The Nokia E6 is the second E-Series mobile phone to support both the True-Type-esque keyboard and a touchscreen – a combination initially debuted on the Nokia E5.
But the Nokia E6 has a lot more to offer, with the Symbian^3 firmware providing four independent home screens, which is one more than the remainder of the Symbian^3 family, with the ability to add a fifth.
The numerous home screens enable the user to separate work and home life, with separate home screens for each and the ability to add up to three Favourites widget bars on each home screen, with four application shortcuts per widget. This makes the Nokia E6 screen interface more iPhone-like in appearance, with the ability to lateral swipe between screens.

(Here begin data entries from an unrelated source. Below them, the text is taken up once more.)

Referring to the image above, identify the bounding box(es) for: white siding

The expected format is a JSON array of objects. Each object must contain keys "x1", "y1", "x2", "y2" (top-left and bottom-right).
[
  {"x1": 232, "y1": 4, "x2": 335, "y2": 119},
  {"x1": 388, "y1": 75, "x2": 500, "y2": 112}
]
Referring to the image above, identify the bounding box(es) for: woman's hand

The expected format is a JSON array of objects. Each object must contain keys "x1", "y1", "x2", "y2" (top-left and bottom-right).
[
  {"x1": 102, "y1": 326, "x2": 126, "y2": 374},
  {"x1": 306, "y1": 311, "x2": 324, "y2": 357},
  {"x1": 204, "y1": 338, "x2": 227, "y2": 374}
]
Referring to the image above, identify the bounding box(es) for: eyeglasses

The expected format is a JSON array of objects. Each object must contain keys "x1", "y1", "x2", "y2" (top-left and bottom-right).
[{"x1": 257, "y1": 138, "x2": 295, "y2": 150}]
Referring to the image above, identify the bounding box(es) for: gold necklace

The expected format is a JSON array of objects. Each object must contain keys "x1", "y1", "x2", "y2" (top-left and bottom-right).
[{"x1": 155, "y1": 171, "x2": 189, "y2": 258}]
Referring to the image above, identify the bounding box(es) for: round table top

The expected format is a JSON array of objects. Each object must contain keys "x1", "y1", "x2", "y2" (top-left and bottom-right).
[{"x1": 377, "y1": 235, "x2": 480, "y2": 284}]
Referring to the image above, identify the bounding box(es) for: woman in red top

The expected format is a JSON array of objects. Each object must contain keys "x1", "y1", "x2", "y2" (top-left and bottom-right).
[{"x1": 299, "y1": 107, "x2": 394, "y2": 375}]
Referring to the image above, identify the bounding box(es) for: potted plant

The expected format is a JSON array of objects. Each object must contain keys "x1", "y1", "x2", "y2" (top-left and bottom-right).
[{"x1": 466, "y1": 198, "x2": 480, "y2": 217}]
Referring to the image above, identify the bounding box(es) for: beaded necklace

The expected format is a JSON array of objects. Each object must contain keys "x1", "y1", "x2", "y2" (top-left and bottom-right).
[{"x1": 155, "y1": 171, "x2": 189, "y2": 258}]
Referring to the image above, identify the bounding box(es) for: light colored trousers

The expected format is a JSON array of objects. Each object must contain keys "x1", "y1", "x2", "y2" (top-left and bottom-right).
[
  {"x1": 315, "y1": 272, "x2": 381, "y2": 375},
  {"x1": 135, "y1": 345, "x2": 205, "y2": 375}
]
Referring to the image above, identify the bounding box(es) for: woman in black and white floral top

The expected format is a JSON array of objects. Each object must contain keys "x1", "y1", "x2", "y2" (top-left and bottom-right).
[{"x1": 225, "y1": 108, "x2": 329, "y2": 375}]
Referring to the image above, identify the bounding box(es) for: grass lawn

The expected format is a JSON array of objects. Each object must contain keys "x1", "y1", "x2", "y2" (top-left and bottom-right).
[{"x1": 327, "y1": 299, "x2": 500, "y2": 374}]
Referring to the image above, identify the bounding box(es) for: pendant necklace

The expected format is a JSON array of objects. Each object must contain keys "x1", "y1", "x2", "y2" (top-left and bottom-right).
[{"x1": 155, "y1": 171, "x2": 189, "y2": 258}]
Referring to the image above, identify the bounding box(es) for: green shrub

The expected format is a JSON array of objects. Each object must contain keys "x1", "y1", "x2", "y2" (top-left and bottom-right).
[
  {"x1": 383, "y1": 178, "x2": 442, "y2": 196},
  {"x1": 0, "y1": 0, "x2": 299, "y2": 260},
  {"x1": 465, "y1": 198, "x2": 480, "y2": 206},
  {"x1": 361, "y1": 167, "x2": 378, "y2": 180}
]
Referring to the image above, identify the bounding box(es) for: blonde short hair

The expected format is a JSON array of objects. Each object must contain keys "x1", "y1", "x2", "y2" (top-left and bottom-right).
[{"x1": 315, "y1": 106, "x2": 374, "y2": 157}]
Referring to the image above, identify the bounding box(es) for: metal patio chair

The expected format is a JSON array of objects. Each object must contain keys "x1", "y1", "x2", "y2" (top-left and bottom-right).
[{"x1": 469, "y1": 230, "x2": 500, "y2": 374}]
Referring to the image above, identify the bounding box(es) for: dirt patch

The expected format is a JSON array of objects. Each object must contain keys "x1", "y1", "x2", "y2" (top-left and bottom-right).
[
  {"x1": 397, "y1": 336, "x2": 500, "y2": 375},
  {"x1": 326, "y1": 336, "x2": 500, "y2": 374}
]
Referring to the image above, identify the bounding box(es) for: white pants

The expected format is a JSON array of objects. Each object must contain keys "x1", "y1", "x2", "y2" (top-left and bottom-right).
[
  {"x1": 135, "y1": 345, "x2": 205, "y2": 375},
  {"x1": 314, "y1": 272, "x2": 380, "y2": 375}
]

A continuing frustration is that some folders have dedicated folder icons but others don't, making it harder to differentiate between folders at a glance. With the length of time Nokia has provided folder-based menus for, it would be nice if it provided user selectable folder icons like those on Windows PCs.
It takes a while to adjust if you're either a QWERTY or full touch user, but once used to the mixed interface the phone is a dream to use, providing the best of both worlds with easy touchscreen navigation and the advantages of a physical QWERTY keyboard for text entry.

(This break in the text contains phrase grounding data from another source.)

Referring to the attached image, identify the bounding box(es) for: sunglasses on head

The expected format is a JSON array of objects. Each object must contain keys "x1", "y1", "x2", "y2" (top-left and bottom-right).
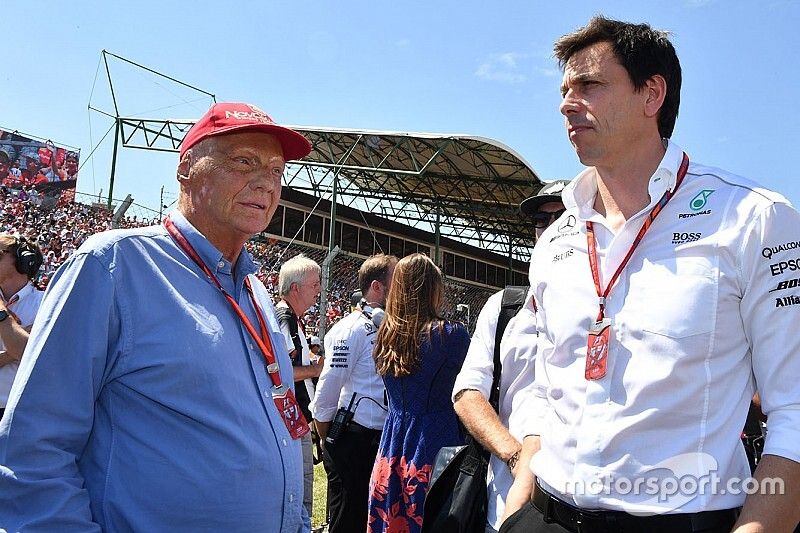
[{"x1": 532, "y1": 209, "x2": 566, "y2": 229}]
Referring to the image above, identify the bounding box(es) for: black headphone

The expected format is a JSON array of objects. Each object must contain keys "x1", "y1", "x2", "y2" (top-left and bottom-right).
[
  {"x1": 359, "y1": 299, "x2": 385, "y2": 328},
  {"x1": 13, "y1": 236, "x2": 43, "y2": 279}
]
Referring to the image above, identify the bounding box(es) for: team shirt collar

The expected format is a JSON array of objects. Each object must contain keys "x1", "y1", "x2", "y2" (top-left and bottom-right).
[{"x1": 561, "y1": 139, "x2": 686, "y2": 222}]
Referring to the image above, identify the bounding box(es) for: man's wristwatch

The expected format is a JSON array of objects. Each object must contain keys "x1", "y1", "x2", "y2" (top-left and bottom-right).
[
  {"x1": 506, "y1": 449, "x2": 521, "y2": 472},
  {"x1": 0, "y1": 309, "x2": 9, "y2": 323}
]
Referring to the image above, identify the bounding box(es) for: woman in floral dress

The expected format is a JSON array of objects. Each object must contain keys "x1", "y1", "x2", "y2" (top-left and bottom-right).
[{"x1": 368, "y1": 253, "x2": 470, "y2": 532}]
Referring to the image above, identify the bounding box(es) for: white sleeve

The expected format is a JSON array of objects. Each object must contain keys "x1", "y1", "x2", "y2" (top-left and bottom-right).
[
  {"x1": 452, "y1": 290, "x2": 503, "y2": 402},
  {"x1": 739, "y1": 201, "x2": 800, "y2": 462},
  {"x1": 309, "y1": 321, "x2": 355, "y2": 423},
  {"x1": 278, "y1": 322, "x2": 295, "y2": 354},
  {"x1": 513, "y1": 301, "x2": 550, "y2": 438},
  {"x1": 502, "y1": 296, "x2": 540, "y2": 439}
]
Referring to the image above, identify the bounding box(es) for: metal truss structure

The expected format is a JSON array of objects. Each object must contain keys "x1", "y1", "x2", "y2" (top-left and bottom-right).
[
  {"x1": 283, "y1": 128, "x2": 542, "y2": 261},
  {"x1": 93, "y1": 52, "x2": 544, "y2": 262}
]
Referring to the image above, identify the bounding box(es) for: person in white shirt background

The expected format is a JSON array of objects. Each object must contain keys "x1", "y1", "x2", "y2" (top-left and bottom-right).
[
  {"x1": 0, "y1": 234, "x2": 44, "y2": 420},
  {"x1": 502, "y1": 15, "x2": 800, "y2": 533},
  {"x1": 310, "y1": 253, "x2": 397, "y2": 533},
  {"x1": 452, "y1": 180, "x2": 568, "y2": 533}
]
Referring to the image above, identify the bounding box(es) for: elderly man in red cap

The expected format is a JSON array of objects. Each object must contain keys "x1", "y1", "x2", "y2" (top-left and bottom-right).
[{"x1": 0, "y1": 103, "x2": 314, "y2": 532}]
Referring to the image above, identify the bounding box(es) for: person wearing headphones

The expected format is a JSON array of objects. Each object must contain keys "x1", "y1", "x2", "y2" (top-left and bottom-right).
[
  {"x1": 310, "y1": 253, "x2": 397, "y2": 533},
  {"x1": 0, "y1": 234, "x2": 44, "y2": 420}
]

One area where the Nokia E6 disappoints compared with the rest of the Symbian^3 family is in its small 2.46-inch screen when using applications such as Ovi Maps This being said, the Nokia E6 screen has by far the highest pixel count on a Nokia device for its size, at 640 x 480 pixels.
That's much higher than other E-Series phones with similar screen sizes, and far better than the Nokia E7, which has a disappointing 360 x 640 pixels on its 4-inch screen. In comparison, the BlackBerry Bold 9780 has a 360 x 480 pixel 2.44-inch screen and BlackBerry Bold 9900 has a 640 x 480 pixel 2.8-inch display.

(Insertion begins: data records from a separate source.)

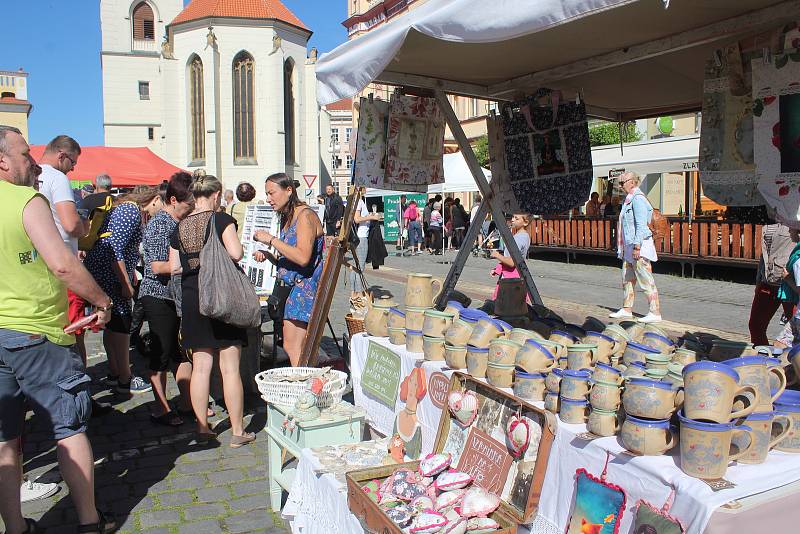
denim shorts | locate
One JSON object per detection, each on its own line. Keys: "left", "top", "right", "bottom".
{"left": 0, "top": 328, "right": 91, "bottom": 442}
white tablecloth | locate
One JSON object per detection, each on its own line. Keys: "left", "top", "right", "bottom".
{"left": 351, "top": 334, "right": 800, "bottom": 533}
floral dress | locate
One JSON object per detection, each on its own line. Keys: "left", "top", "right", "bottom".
{"left": 276, "top": 208, "right": 325, "bottom": 323}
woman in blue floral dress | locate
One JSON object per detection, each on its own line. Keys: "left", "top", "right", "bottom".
{"left": 253, "top": 173, "right": 324, "bottom": 366}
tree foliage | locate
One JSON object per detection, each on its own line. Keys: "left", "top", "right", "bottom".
{"left": 473, "top": 135, "right": 489, "bottom": 167}
{"left": 588, "top": 122, "right": 642, "bottom": 147}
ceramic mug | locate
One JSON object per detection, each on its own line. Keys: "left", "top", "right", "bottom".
{"left": 622, "top": 377, "right": 684, "bottom": 420}
{"left": 587, "top": 407, "right": 621, "bottom": 437}
{"left": 623, "top": 322, "right": 646, "bottom": 343}
{"left": 405, "top": 273, "right": 443, "bottom": 308}
{"left": 445, "top": 318, "right": 475, "bottom": 347}
{"left": 622, "top": 361, "right": 647, "bottom": 379}
{"left": 388, "top": 307, "right": 406, "bottom": 329}
{"left": 644, "top": 351, "right": 672, "bottom": 371}
{"left": 589, "top": 380, "right": 623, "bottom": 411}
{"left": 549, "top": 329, "right": 578, "bottom": 348}
{"left": 406, "top": 330, "right": 424, "bottom": 353}
{"left": 444, "top": 300, "right": 463, "bottom": 317}
{"left": 645, "top": 368, "right": 668, "bottom": 380}
{"left": 566, "top": 343, "right": 598, "bottom": 371}
{"left": 516, "top": 339, "right": 556, "bottom": 373}
{"left": 423, "top": 336, "right": 446, "bottom": 361}
{"left": 602, "top": 324, "right": 630, "bottom": 356}
{"left": 592, "top": 362, "right": 623, "bottom": 385}
{"left": 642, "top": 332, "right": 675, "bottom": 353}
{"left": 722, "top": 356, "right": 786, "bottom": 412}
{"left": 469, "top": 318, "right": 505, "bottom": 348}
{"left": 774, "top": 390, "right": 800, "bottom": 452}
{"left": 405, "top": 306, "right": 429, "bottom": 331}
{"left": 514, "top": 370, "right": 547, "bottom": 401}
{"left": 388, "top": 327, "right": 406, "bottom": 346}
{"left": 560, "top": 369, "right": 592, "bottom": 400}
{"left": 623, "top": 341, "right": 661, "bottom": 367}
{"left": 423, "top": 309, "right": 455, "bottom": 338}
{"left": 672, "top": 348, "right": 698, "bottom": 366}
{"left": 364, "top": 306, "right": 390, "bottom": 337}
{"left": 682, "top": 361, "right": 757, "bottom": 423}
{"left": 444, "top": 344, "right": 467, "bottom": 370}
{"left": 559, "top": 398, "right": 590, "bottom": 424}
{"left": 545, "top": 368, "right": 564, "bottom": 393}
{"left": 466, "top": 346, "right": 489, "bottom": 378}
{"left": 487, "top": 338, "right": 522, "bottom": 366}
{"left": 539, "top": 339, "right": 567, "bottom": 360}
{"left": 620, "top": 415, "right": 676, "bottom": 456}
{"left": 486, "top": 362, "right": 515, "bottom": 389}
{"left": 731, "top": 411, "right": 793, "bottom": 464}
{"left": 508, "top": 328, "right": 541, "bottom": 345}
{"left": 544, "top": 391, "right": 560, "bottom": 413}
{"left": 789, "top": 346, "right": 800, "bottom": 387}
{"left": 583, "top": 331, "right": 617, "bottom": 364}
{"left": 678, "top": 411, "right": 753, "bottom": 479}
{"left": 662, "top": 362, "right": 685, "bottom": 388}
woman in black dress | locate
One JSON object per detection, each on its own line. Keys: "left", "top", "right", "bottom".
{"left": 169, "top": 175, "right": 255, "bottom": 447}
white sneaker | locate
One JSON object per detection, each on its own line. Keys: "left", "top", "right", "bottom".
{"left": 20, "top": 478, "right": 59, "bottom": 503}
{"left": 608, "top": 309, "right": 633, "bottom": 319}
{"left": 638, "top": 313, "right": 663, "bottom": 324}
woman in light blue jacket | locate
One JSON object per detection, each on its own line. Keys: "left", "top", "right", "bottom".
{"left": 609, "top": 172, "right": 662, "bottom": 323}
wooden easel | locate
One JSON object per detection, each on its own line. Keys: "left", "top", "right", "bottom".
{"left": 299, "top": 188, "right": 362, "bottom": 366}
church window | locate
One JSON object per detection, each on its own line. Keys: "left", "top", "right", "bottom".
{"left": 138, "top": 81, "right": 150, "bottom": 100}
{"left": 233, "top": 52, "right": 256, "bottom": 164}
{"left": 132, "top": 2, "right": 155, "bottom": 41}
{"left": 189, "top": 56, "right": 205, "bottom": 163}
{"left": 284, "top": 59, "right": 296, "bottom": 165}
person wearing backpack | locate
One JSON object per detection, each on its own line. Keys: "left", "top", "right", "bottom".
{"left": 609, "top": 172, "right": 662, "bottom": 323}
{"left": 752, "top": 222, "right": 798, "bottom": 345}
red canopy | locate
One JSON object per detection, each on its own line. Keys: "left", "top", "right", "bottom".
{"left": 30, "top": 146, "right": 185, "bottom": 187}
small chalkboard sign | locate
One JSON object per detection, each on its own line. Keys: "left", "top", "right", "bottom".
{"left": 361, "top": 341, "right": 402, "bottom": 407}
{"left": 456, "top": 427, "right": 514, "bottom": 495}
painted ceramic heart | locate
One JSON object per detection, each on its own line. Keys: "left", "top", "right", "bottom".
{"left": 448, "top": 390, "right": 479, "bottom": 426}
{"left": 506, "top": 415, "right": 530, "bottom": 458}
{"left": 458, "top": 487, "right": 501, "bottom": 518}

Additional to the touchscreen and QWERTY keyboard, the Nokia E6 sports four dedicated hard keys, three of which can be user modified.
The fourth is the home screen/main menu button, which also opens the task manager on long press. The three user modifiable buttons are defaulted to Calendar, Messaging and Contacts, with icons to match.
The two modes of operation – long and short-pressing – of the buttons can be reassigned to any item in the shortcuts list used by the Shortcut home screen widget. Calendar, Messaging and Contacts each have two modes – open application and create new - which is excellent for users wanting to make the experience their own.
As well as these, there are the standard Options, Home screen switcher and Main menu buttons along the bottom of the home screen.
The home screens have two sections with three small, fixed widgets to the left: Clock for the date, Profile and Notifications for received calls, messages and emails.
To the right is the user configurable space, with a maximum of three widgets per home screen allowed here. Preinstalled options include News, Mail and Media offerings, or app links that users select themselves.
Transition between screens is fast, and the user interface is familiar for any existing Nokia owners, but may of course take some getting used to for others.
The new Symbian Anna icons are fresh and clean, but are also available on non-Anna Symbian^3 handsets by buying any of the Symbian Next+ themes by NovaG from the Ovi Store.
One of our favourite minor yet very welcome improvements introduced by Symbian Anna is that Main menu organisation can now be accessed by long pressing any application icon, instead of having to select Options and organise.
The Home screen and Main menu are easily modifiable through the above widgets and the user-configurable folder functionality provided on all Nokia handsets.
However, this is still clunky - you have to move icons up and down through the menu levels using the options list, and app icons can only be arranged in groups of four in a certain widget. Nokia has shown it can do much better on the N9, so we can't wait for it to use the same thing on Symbian devices as the current method feels very outdated.
Another issue is the opening of applications - the E6 sometimes decided to leave us staring at the spinning icon for loading on a few occasions, which doesn't give the impression of a high-end speedy smartphone - especially when you compare it to the hyper-quick dual-core brigade.